Sinopec, the world’s second-biggest oil refiner, is on the hunt for minority investments in U.S. shale oil and gas projects as it seeks to diversify China’s supply sources, a senior company official said.
The Chinese state energy firm is keen to take a 10-15 percent stake in projects to export liquefied natural gas (LNG), said Jack Yu, managing director of Sinopec D.C., which handles government relations in the U.S. Previous talks over investing in Freeport LNG’s project in Texas fell through, he said.
New deals, if they materialize, would come more than two years after Sinopec made waves with two big U.S. investments, spending more than $3 billion buying various shale stakes from Devon Energy and Chesapeake Energy.
Yu says that although oil prices have fallen to half of what they were a year ago, valuations on U.S. assets remain elevated, limiting opportunities for bargain hunting.
“The asking price is not low,” he said last Thursday.
Sinopec is at the fore of China’s drive to diversify energy supplies to meet growing demand. While it has been successful in sourcing more oil globally, it has made little headway building out a global LNG portfolio, which is critical for reaching Beijing’s target of a 10 percent share for natural gas in China’s energy mix in 2020 – double the current share.
“Not only do we want to be an LNG buyer, we also want to invest in projects and become shareholders,” Yu said.
Sinopec’s one joint LNG venture, the Australia Pacific LNG project, is in partnership with Origin and ConocoPhillips.
In addition, it has agreed to be a partner with Petronas’ Pacific Northwest LNG venture in Canada, which is still subject to government approval.
“LNG contracts are for 20-25 years. If you miss the window to export to China, there will be no window for you.”
The success of hydraulic fracturing revived America’s energy sector and has drawn buying interest from energy-deficient Asian countries from Japan to India. Thus far, however, direct foreign investment into LNG export projects has been limited, partly due to growing concerns of an excess of new capacity.
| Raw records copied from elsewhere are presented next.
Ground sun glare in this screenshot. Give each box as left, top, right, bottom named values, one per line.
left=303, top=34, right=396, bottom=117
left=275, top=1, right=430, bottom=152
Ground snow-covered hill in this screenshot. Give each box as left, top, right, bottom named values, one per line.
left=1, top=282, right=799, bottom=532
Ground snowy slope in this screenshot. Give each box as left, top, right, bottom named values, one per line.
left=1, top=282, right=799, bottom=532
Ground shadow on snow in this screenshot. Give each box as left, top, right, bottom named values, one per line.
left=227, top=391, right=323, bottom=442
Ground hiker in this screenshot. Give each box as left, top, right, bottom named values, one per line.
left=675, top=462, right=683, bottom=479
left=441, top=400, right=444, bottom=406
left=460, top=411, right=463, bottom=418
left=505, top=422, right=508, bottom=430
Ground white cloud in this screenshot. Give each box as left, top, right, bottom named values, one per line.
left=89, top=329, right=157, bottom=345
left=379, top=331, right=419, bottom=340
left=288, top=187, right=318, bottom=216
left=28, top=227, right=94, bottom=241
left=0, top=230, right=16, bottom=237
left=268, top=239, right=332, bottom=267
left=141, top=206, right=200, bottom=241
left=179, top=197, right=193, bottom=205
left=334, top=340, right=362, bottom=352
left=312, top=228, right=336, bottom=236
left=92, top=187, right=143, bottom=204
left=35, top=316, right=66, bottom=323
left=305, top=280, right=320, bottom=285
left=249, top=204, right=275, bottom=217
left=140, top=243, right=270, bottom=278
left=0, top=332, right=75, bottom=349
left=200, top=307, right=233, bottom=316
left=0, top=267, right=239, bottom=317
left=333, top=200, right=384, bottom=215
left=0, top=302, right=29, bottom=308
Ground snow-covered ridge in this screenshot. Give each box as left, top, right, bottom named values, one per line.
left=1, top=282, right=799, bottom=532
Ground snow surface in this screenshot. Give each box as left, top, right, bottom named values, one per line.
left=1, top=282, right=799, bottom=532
In China, Sinopec is the first to produce shale gas commercially, but the country has since scaled back production target for 2020 by half.
“In the foreseeable future, we don’t expect China’s oil and gas production to increase,” Yu said.
Sinopec’s current U.S. footprint is small. The company has only 130 U.S.-based employees, including New York-based trading arm Unipec America, technology and equipment units in Houston. The divisions will be consolidated at a (new) Houston office later this year, Yu says.
Besides LNG, Sinopec is looking at two gas-to-chemicals projects in the states of Washington and Oregon, Yu said.
The projects could build up to six methanol production lines of 1.6 million tonnes per year each, he said, but declined to elaborate on the investment costs. Sinopec could sell the methanol within the U.S. or export it, he added.